Failure to Timely Report Resident-on-Resident Abuse Allegations to State Authorities
Penalty
Summary
The facility failed to timely report allegations of abuse to the Iowa Department of Inspections & Appeals and Licensing (DIAL) within 2 hours for two residents. Resident #3, who had coronary artery disease, diabetes mellitus, muscle weakness, and a BIMS score of 12 indicating no cognitive impairment, reported that while she was in bed with her door partially closed, a male resident in a wheelchair entered her room, approached her bed, touched her leg, moved her bedside table, and placed his hand under her blanket attempting to touch her. She stated she pushed her call light, screamed twice, and that a neighboring resident also activated a call light. Staff documentation reflected that a caregiver informed the RN at the nurses’ station that Resident #2 had been in Resident #3’s room attempting to get into bed with her, prompting the RN to immediately go down the hall to check on the situation. Resident #50, who had diagnoses including need for assistance with personal care, lack of coordination, hypertension, and a BIMS score of 6 indicating severe cognitive impairment, was subsequently found by staff in bed with the same male resident. At approximately 3:22 p.m., the RN and caregivers located Resident #2 in bed with Resident #50, with Resident #50’s pants and brief halfway down and Resident #2’s hand in her pants on her buttocks, and his wheelchair parked in front of her bed with the door locked. Resident #50 was lying on her side, half asleep, and was unable to describe what had occurred. Facility policy required that all allegations of abuse, neglect, misappropriation, or exploitation be reported immediately to the Administrator and to appropriate state or federal agencies within applicable timeframes.

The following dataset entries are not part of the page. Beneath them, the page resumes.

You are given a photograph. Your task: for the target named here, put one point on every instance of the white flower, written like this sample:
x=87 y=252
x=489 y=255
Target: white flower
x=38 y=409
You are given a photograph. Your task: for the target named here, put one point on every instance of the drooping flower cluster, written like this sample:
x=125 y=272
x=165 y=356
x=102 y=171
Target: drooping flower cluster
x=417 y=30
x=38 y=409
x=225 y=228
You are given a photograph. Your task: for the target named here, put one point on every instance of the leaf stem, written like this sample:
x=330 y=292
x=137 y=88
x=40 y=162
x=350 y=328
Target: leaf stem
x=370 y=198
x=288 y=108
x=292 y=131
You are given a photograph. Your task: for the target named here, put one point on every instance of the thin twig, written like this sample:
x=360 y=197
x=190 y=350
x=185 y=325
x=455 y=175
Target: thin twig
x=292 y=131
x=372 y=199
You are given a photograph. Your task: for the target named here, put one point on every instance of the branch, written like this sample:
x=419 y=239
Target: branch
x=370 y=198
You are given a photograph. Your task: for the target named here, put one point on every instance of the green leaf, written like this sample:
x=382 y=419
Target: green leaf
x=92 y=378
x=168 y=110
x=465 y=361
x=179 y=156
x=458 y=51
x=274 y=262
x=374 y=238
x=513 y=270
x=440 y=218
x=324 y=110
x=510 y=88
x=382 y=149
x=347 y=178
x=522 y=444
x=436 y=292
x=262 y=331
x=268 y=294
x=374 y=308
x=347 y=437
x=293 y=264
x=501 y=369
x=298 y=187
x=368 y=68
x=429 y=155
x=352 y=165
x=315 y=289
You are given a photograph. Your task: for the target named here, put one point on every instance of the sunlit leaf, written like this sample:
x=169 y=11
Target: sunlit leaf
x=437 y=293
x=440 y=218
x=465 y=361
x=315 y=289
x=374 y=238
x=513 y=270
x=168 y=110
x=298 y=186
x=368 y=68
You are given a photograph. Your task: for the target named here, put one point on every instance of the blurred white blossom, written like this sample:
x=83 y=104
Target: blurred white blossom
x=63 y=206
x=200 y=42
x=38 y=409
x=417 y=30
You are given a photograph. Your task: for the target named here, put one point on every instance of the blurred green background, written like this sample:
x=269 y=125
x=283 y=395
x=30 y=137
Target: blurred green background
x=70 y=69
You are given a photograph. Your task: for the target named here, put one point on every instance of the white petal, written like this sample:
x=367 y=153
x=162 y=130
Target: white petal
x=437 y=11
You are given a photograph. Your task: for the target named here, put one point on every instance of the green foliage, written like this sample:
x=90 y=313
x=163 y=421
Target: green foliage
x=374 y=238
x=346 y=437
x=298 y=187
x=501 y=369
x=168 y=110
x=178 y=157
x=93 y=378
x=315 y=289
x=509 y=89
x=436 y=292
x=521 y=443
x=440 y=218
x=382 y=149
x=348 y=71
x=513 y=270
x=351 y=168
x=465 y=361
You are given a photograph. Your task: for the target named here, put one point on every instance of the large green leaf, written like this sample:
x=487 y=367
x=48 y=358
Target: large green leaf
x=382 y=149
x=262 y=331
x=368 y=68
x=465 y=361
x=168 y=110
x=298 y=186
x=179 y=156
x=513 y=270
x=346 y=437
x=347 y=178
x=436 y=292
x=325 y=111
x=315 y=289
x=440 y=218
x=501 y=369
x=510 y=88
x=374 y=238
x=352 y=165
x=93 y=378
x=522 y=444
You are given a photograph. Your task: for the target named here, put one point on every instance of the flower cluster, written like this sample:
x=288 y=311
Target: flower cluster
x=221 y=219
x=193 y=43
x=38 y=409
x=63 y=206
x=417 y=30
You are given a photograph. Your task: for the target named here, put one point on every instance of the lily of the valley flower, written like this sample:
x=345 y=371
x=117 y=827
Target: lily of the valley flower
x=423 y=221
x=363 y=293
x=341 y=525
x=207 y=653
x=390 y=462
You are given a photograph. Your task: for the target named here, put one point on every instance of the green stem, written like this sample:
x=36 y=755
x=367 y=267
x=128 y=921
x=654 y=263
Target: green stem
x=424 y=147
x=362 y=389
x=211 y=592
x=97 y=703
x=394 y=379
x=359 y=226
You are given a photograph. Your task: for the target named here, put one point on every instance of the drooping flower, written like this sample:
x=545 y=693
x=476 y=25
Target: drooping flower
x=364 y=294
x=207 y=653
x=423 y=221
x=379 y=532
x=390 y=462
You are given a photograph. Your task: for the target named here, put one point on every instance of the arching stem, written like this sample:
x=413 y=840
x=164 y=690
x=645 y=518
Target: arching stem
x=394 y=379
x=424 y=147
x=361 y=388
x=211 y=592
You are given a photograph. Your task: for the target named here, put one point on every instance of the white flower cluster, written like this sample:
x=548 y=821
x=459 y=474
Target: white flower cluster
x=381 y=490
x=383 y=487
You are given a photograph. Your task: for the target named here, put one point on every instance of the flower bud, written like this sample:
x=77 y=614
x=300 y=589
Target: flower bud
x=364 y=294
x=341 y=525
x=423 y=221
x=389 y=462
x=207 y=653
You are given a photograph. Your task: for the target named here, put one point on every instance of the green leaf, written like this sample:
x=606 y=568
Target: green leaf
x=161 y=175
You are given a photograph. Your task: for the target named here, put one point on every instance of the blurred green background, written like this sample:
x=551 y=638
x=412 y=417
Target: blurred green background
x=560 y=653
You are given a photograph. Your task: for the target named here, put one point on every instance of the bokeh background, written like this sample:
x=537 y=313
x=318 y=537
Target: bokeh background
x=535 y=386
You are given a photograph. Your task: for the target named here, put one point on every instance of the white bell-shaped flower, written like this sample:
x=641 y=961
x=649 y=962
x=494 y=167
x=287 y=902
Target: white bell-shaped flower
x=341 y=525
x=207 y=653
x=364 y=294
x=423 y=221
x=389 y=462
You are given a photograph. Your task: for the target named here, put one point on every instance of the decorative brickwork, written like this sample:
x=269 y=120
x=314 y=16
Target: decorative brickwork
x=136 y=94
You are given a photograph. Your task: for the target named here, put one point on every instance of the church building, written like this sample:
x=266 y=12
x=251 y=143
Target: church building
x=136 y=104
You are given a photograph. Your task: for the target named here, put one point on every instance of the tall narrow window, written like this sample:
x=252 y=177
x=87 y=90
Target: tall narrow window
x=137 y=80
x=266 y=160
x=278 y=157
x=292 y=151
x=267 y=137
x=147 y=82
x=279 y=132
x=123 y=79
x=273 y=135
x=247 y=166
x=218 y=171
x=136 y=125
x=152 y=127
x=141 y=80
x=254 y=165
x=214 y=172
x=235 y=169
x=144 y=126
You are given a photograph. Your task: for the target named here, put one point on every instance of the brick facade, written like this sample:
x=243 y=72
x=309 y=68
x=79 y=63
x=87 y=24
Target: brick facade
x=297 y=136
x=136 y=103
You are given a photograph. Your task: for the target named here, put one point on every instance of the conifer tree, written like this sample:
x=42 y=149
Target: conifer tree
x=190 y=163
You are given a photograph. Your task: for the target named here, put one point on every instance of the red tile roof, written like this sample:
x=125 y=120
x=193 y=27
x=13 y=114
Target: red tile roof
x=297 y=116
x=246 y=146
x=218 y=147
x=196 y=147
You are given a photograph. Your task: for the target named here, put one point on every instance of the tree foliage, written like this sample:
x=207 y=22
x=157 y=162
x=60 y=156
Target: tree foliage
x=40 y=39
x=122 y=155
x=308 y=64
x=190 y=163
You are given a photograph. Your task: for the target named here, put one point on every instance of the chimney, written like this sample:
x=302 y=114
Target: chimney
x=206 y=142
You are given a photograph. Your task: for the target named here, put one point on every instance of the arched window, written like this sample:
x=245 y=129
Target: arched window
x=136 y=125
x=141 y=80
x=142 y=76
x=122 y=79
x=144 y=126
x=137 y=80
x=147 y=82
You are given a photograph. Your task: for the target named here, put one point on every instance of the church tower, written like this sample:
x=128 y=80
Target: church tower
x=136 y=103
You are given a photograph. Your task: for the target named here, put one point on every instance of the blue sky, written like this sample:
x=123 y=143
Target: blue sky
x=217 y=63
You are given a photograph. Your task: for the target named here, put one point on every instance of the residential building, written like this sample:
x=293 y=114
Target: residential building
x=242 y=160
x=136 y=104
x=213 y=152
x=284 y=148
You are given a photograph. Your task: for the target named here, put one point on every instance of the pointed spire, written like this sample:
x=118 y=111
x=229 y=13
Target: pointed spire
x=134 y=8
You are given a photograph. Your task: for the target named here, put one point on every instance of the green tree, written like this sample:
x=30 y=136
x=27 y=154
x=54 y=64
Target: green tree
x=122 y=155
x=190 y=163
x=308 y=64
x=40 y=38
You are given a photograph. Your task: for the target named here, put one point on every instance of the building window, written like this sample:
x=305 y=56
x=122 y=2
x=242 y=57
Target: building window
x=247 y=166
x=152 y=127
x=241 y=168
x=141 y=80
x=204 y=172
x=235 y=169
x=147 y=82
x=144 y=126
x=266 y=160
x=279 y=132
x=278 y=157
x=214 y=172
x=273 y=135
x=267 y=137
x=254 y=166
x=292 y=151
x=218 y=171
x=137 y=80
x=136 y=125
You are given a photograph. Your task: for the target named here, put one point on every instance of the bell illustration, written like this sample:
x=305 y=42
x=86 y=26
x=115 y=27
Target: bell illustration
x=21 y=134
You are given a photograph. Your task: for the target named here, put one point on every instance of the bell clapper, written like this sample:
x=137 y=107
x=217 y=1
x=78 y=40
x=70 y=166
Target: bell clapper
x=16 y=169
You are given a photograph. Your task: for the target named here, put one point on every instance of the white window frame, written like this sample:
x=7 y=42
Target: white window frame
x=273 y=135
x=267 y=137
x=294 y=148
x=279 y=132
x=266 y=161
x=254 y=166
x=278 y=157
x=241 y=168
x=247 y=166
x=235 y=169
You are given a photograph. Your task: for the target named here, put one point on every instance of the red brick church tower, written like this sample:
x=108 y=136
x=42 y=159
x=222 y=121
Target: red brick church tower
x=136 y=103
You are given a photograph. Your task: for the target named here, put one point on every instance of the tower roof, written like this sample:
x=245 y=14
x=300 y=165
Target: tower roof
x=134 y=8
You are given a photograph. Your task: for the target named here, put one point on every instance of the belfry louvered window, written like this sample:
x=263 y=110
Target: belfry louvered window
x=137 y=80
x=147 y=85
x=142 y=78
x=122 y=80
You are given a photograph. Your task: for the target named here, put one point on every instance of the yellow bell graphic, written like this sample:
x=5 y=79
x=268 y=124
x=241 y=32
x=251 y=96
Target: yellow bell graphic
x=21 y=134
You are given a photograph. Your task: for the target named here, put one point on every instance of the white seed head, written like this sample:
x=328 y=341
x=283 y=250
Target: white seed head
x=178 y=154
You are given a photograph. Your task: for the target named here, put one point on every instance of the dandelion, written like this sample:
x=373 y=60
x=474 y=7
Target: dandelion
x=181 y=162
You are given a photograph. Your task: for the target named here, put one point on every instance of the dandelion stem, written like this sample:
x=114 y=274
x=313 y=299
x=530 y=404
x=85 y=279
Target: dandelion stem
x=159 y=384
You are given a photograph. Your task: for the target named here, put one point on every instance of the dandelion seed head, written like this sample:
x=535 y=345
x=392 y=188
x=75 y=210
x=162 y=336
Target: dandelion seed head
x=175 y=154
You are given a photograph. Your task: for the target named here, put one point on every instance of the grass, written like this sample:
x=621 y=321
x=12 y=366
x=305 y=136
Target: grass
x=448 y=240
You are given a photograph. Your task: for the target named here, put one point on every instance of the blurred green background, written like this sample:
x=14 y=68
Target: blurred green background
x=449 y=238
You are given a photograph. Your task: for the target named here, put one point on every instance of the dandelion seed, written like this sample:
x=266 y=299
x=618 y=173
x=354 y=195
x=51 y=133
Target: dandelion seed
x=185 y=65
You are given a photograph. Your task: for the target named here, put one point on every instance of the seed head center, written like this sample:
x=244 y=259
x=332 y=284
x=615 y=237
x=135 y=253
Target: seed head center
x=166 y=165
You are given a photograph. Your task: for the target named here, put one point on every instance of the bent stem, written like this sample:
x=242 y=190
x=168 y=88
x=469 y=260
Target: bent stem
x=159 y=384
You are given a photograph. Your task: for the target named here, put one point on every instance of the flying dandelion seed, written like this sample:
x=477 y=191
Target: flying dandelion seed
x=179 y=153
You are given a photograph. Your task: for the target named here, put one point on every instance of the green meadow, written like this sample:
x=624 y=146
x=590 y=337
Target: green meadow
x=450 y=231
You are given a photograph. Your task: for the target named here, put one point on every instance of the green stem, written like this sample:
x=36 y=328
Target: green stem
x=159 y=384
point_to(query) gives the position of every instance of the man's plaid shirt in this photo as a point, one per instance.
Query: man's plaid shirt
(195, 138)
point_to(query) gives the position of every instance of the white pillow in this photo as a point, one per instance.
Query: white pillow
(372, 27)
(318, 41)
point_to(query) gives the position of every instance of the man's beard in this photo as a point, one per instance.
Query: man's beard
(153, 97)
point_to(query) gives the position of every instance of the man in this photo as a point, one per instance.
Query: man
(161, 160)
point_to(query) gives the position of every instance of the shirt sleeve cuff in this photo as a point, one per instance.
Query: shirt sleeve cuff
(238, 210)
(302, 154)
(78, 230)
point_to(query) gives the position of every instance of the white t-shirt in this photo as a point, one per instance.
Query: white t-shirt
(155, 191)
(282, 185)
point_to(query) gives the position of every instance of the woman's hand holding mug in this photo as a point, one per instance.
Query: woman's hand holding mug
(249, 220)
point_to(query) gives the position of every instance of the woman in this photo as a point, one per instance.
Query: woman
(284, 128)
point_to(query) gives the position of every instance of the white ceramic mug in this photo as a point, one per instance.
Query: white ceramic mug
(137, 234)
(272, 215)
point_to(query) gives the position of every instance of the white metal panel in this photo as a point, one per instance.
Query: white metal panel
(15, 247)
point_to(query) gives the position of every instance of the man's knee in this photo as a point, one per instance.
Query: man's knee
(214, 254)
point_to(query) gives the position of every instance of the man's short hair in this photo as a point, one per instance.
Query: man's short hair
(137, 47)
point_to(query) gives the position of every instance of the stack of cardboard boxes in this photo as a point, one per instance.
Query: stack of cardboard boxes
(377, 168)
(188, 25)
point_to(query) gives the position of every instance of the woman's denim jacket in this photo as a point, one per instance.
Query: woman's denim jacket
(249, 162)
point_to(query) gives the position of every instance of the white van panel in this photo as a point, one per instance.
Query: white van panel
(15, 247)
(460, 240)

Interviews with the Administrator and DON revealed that the Administrator did not learn of the incident until later that evening, at which time she reported it to the state, and the DON stated she had been called around 3:00 p.m. but was not informed about the touching or that a resident had been in bed with another resident, resulting in the allegation not being reported to DIAL within the required 2-hour timeframe.